Here’s the thing about black beans:  they are firmer than other beans.  It’s that firmness that makes them perfect for veggie burgers, bean salsas, or any other bean dish where you’d like to see an intact bean.  I very much enjoy their meaty flavor.  I also really like the thick, dark bean broth you get when you cook black beans.  Poured over rice, it’s a savory sauce.  When someone smiles and says, “I’m having black beans and rice,”  she’s thinking about black beans nestled on top of a bed of hot rice, black bean gravy making rivers down the pile, black beans topped with yogurt for tartness and salsa for spiciness.

Black beans cooked with cumin are so good.  So, so good.  I think you’ll enjoy both the cooking and eating.

Happy aromas to you!

Salt of the Earth and Salt of the Sea

When you begin cooking your own foods from scratch, you’ll be adding your own salt.  It’s much easier to see how much you are adding if you spoon salt from a little dish.

If you go to the Culinary Institute of America, you can pay $$$ for Chef Louis to teach you this trick.  Or you can go to the home of a CIA grad and observe your chef-friend’s dish of salt sitting happily next to the stove.  Or you can check out this fabulous cooking-school-cook-book and read it for yourself:  The Kitchen Counter Cooking School:  How A Few Simple Lessons Turned Nine Culinary Novices into Fearless Home Cooks.

I like the taste of kosher salt.  I also really enjoy Kroger’s Mediterranean Sea Salt.  I think iodized salt is good for play-doh.

A poll.

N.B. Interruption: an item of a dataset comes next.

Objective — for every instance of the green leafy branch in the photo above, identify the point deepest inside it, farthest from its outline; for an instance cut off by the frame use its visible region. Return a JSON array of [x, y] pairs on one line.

Your honest thoughts on cooking beans.

Pinto beans: the kindergarten of cooking beans

A staple of our meals lately has become the simple pinto bean. I love the flavor of this bean–almost could be sweet,  and I love the texture–very creamy.

Pinto beans cook up easily, so if you would like to start on learning to cook your own beans, this is a good choice.

How to shop for dried beans:  pick a store that you think might have a good bean turnover rate.  The longer dried beans sit on the shelf, the tougher they are to cook.  I find that my local Walmart has good beans.  I like the “Casserole” brand.

Any bag of pinto beans will tell you how to cook them.  The favored way is to rinse the beans and let them soak overnight.  In the morning, I choose to drain off my soaking water, dump them back into the pot and cover generously with water.  I slow cook on the stove until tender, usually 2-2.5 hours.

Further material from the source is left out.